SANDYAKALA (Bagian 17)
17 Titip
Bapak sakit, badannya lemah dan hampir
tidak kuat untuk berjalan, juga nafasnya agak sesak. Pada awalnya tidak mau
dibawa ke dokter, tapi setelah dirayu dengan berbagai macam cara, Bapak
akhirnya mau periksa ke dokter di klinik dengan diantar Pram menggunakan sepeda
motor. Dokter mengatakan kalau Bapak kecapekan, perlu banyak istirahat dan ada
sedikit gangguan pernafasan. Pihak klinik menyarankan Bapak untuk rawat inap di
klinik agar mendapat perawatan yang lebih intensif. Seperti biasanya, Bapak
menolak, tapi dengan nasihat dari dokter Fahri yang mengatakan demi kebaikan semuanya,
akhirnya Bapak mau juga untuk rawat inap di klinik, tapi dengan dengan
mengajukan syarat, kalau tidak mau lama-lama dirawat di klinik. Dokter Fahri
tersenyum ketika mendengar persyaratan dari Bapak. “Tidak lama kok Pak Seno,
paling sehari atau dua hari,” kata dokter Fahri. Bapak dirawat di klinik. Pram,
Khaerani dan Mak Lela bergantian menjaga Bapak di klinik. Malam harinya
Khaerani yang menjaga Bapak, Pram menjaga rumah, karena dialah satu-satunya
laki-laki dewasa yang ada, selain itu untuk menjaga anak dan istrinya yag
sedang hamil besar.
***
“Pak Suseno dirawat di klinik, Bu,” kata
Pak Said kepada istrinya saat makan malam hanya berdua karena Mutiara sedang
berada di kota kabupaten selama beberapa hari untuk mengikuti seminar
pendidikan, Bagas balik ke Jakarta untuk urusan pekerjaan, sedangkan Bimo berkutat
dengan laptopnya di kamar, tidak ikut makan malam karena katanya sehabis pulang
kerja, ditraktir makan oleh temannya.
“Kok, bapak tahu?” tanya Bu Said
sambil menuangkan nasi di piring suaminya. “Tadi
siang, bapak ke klinik untuk cek tensi darah. Di sana ketemu sama Rani yang
sedang menungguinya.”
“Memangnya Pak Suseno sakit apa?”
“Katanya sih, kecapekan dan ada
sedikit gangguan pernafasan, makanya harus dirawat inap di klinik,” jawab Pak
Said sambil mengambil pepes ikan mas didepannya kemudian menaruh di piring
nasinya.
“Kasihan
juga Pak Suseno ya Pak.”
“Apalagi dia itu sudah tidak punya istri. Tapi
untungnya dia itu punya anak-anak yang baik. Kalau ingat dia, bapak jadi ingat
waktu kami masih sama-sama muda.” Bu Said tiba-tiba memasang muka cemberut. “Kok cemberut Bu?” Bu Said diam sambil
memasukkan sesendok nasi kemulutnya. “Walaaah... Ibu pasti berpikir bapak
sedang mau membicarakan Lastri, ibunya Rani. Oalaah bu...bu... jangan
berpikiran yang tidak-tidak. Lha wong Lastri itu sudah meninggal. Toh, dia kan
sudah jadi istrinya Mas Seno. Sudah punya keluarga sendiri. Bapak kan juga
sudah menikah dan bahagia sama ibu. Itu kan, cerita masa lalu!”

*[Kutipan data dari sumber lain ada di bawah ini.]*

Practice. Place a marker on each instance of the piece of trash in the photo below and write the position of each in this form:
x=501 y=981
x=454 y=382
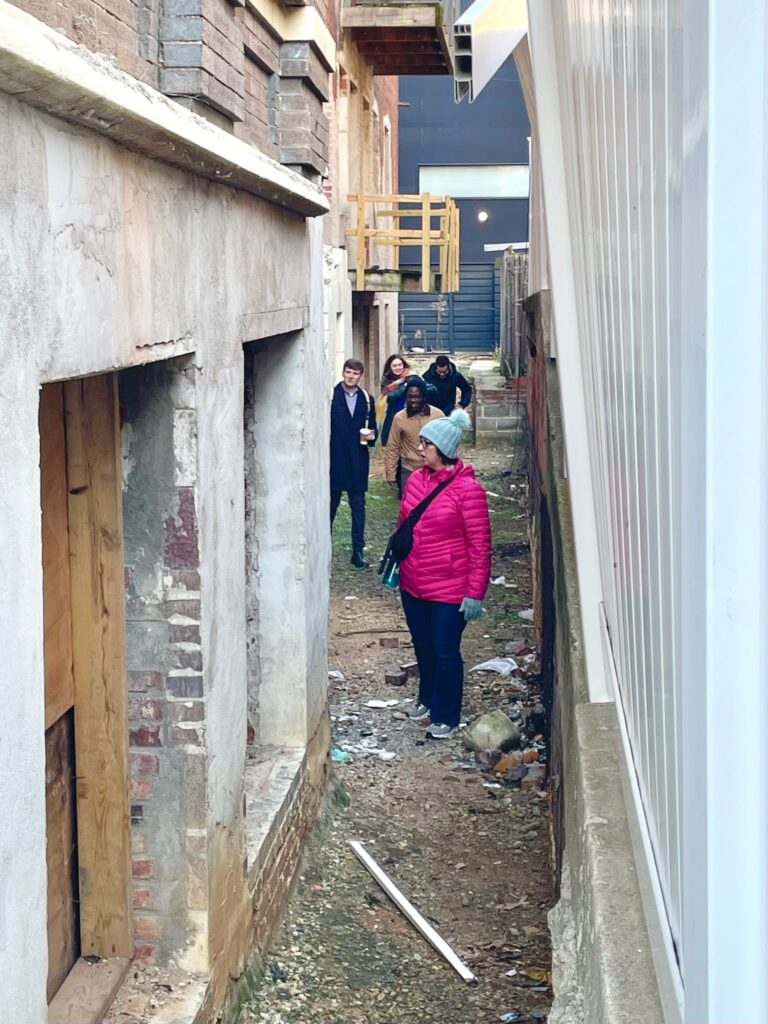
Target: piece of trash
x=538 y=974
x=504 y=666
x=519 y=647
x=416 y=919
x=395 y=678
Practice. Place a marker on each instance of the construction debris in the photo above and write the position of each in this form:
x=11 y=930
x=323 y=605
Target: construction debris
x=403 y=904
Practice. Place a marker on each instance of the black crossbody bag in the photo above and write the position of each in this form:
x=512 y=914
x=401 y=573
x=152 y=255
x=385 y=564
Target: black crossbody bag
x=400 y=543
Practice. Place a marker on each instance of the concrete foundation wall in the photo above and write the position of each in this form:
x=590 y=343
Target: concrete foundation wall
x=112 y=260
x=603 y=961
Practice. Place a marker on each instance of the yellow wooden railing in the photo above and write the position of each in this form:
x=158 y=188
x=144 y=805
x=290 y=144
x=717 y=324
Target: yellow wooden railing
x=437 y=218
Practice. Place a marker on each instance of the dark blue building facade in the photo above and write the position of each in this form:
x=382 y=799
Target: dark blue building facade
x=493 y=132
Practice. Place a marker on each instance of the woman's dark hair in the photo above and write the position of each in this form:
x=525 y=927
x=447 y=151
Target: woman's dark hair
x=386 y=375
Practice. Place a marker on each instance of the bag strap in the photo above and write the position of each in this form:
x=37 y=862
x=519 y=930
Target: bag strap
x=415 y=515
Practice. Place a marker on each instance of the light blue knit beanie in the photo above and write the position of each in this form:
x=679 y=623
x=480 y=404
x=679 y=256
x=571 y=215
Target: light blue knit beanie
x=445 y=433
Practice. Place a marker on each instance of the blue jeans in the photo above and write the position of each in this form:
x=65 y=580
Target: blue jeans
x=436 y=631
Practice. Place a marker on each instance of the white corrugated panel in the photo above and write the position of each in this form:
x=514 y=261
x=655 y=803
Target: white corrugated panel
x=664 y=122
x=621 y=179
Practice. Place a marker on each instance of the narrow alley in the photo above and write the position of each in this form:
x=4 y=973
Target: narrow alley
x=467 y=844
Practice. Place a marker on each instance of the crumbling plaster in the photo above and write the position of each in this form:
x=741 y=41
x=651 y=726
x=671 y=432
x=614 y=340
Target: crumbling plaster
x=111 y=259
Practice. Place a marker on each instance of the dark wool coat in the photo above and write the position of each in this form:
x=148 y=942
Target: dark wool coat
x=445 y=388
x=348 y=458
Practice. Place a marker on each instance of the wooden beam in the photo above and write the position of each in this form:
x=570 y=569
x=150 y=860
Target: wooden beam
x=390 y=17
x=426 y=203
x=378 y=36
x=98 y=655
x=59 y=685
x=384 y=71
x=88 y=992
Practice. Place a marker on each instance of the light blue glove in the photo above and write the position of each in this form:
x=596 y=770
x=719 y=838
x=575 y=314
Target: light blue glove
x=471 y=607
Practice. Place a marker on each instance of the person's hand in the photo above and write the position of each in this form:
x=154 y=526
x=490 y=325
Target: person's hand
x=471 y=607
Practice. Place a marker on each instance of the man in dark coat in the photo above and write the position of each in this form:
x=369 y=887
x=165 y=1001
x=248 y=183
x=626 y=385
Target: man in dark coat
x=444 y=377
x=352 y=434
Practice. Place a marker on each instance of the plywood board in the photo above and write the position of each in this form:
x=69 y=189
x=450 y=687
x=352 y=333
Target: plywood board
x=64 y=933
x=98 y=655
x=88 y=992
x=59 y=689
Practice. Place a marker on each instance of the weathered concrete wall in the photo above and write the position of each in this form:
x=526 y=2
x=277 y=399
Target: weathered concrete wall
x=603 y=964
x=111 y=260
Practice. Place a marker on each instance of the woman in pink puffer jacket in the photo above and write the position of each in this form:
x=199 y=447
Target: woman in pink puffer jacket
x=444 y=577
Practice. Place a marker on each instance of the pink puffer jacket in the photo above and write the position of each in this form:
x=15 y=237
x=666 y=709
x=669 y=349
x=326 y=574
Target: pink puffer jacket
x=451 y=556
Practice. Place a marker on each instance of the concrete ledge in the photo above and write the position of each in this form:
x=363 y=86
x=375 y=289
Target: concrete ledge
x=603 y=961
x=269 y=787
x=41 y=68
x=273 y=322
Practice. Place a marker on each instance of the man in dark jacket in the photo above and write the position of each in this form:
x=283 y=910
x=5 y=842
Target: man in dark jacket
x=443 y=376
x=352 y=434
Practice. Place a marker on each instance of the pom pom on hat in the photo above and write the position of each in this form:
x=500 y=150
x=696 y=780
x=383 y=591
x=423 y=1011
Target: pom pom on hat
x=445 y=433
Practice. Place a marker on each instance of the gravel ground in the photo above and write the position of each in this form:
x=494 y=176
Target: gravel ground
x=469 y=847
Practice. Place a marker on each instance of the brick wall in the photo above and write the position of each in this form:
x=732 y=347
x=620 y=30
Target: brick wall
x=214 y=57
x=276 y=864
x=500 y=413
x=166 y=702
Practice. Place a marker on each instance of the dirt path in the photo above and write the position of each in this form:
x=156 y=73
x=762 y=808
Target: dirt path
x=468 y=847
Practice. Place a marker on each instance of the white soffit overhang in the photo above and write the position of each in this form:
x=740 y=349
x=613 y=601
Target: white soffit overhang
x=483 y=37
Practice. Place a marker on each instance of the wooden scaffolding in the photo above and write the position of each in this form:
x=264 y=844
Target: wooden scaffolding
x=436 y=226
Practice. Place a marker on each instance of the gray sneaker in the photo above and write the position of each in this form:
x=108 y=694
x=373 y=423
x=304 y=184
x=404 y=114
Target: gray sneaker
x=418 y=712
x=439 y=731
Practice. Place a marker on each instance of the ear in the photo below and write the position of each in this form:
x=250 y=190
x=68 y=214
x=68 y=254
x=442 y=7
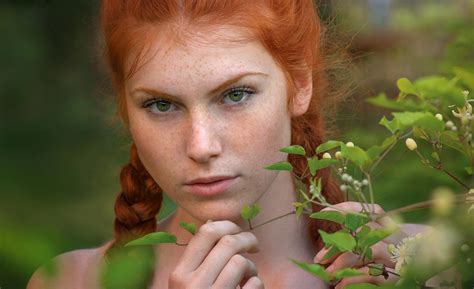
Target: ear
x=303 y=94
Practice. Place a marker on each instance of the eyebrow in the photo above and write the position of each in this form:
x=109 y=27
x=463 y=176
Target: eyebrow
x=213 y=91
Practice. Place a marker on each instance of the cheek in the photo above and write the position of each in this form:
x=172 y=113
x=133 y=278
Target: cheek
x=263 y=133
x=157 y=150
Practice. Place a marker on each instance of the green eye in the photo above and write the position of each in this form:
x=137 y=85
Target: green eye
x=162 y=106
x=236 y=96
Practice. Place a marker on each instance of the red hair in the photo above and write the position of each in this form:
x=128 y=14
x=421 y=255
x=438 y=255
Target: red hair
x=289 y=30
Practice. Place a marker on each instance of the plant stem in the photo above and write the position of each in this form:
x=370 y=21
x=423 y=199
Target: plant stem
x=454 y=178
x=421 y=205
x=371 y=193
x=271 y=220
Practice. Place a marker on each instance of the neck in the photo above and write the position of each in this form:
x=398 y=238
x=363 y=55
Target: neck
x=292 y=235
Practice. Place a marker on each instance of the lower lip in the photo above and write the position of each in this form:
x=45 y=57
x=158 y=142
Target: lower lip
x=211 y=189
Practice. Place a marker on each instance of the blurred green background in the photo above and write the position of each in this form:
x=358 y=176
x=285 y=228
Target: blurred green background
x=61 y=145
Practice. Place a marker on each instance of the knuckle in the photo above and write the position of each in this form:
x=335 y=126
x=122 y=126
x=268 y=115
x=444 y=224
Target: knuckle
x=238 y=261
x=229 y=241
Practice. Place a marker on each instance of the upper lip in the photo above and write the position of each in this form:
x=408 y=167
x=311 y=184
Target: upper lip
x=207 y=180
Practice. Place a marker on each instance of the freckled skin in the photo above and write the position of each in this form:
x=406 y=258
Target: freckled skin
x=203 y=137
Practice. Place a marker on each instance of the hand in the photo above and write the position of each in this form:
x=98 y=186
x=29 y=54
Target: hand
x=348 y=259
x=212 y=259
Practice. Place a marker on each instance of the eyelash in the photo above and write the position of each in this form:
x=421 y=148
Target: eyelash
x=246 y=89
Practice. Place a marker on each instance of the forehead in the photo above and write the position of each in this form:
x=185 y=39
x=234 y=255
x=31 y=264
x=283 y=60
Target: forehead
x=199 y=55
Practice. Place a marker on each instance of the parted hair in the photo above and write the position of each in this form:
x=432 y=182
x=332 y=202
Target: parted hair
x=291 y=32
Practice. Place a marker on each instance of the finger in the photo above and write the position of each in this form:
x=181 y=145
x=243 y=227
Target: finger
x=200 y=245
x=254 y=283
x=227 y=248
x=348 y=259
x=237 y=270
x=387 y=222
x=355 y=207
x=366 y=278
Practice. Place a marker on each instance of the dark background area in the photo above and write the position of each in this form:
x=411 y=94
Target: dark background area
x=61 y=145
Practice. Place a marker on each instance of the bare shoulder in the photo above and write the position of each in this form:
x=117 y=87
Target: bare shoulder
x=74 y=269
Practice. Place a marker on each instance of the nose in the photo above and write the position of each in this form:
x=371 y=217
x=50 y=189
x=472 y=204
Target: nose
x=203 y=142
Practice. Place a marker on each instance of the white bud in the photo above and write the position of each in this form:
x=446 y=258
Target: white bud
x=411 y=144
x=349 y=179
x=345 y=177
x=356 y=184
x=326 y=156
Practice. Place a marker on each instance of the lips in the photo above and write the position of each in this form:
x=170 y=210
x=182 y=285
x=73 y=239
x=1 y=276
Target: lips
x=210 y=186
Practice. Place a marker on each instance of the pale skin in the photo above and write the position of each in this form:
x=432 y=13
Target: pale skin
x=198 y=129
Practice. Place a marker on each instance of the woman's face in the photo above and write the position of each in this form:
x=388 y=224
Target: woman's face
x=207 y=116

“Tapi, kenapa bapak masih ingin
menjodohkan anak kita dengan anak Pak Seno! Bapak ingin selalu mengenangnya
kan?”” kata Bu Said.
“Ibu ini bagaimana. Apa salahnya
menjaga silaturahmi dengan teman dekat. Namanya juga kenginan. Lagipula waktu
itu hanya obrolan biasa-biasa saja, bukan serius. Toh nyatanya, anak-anak kita
sama anak-anak Pak Suseno tidak ada yang berjodoh.” Bu Said tersenyum terkulum.
Di dalam kamarnya, Bimo mendengarkan apa
yang dibicarakan kedua orang tuanya. “Rani sedang menunggui bapaknya yang
sedang rawat inap di klinik?” kata Bimo lirih. Ada perasaan ingin segera
berlari mengambil sepeda motor dan menuju ke klinik, tapi entah kenapa ada
sebuah kekuatan yang menghalanginya untuk melakukan hal tersebut. Bimo menghela
nafasnya. Tiba-tiba teringat dengan Bayu, ketika terakhir mereka bertemu di rumah
sakit.
“Bim, sepertinya masaku sudah hampir
habis di dunia ini,” kata Bayu ketika berbaring diranjang rumah sakit.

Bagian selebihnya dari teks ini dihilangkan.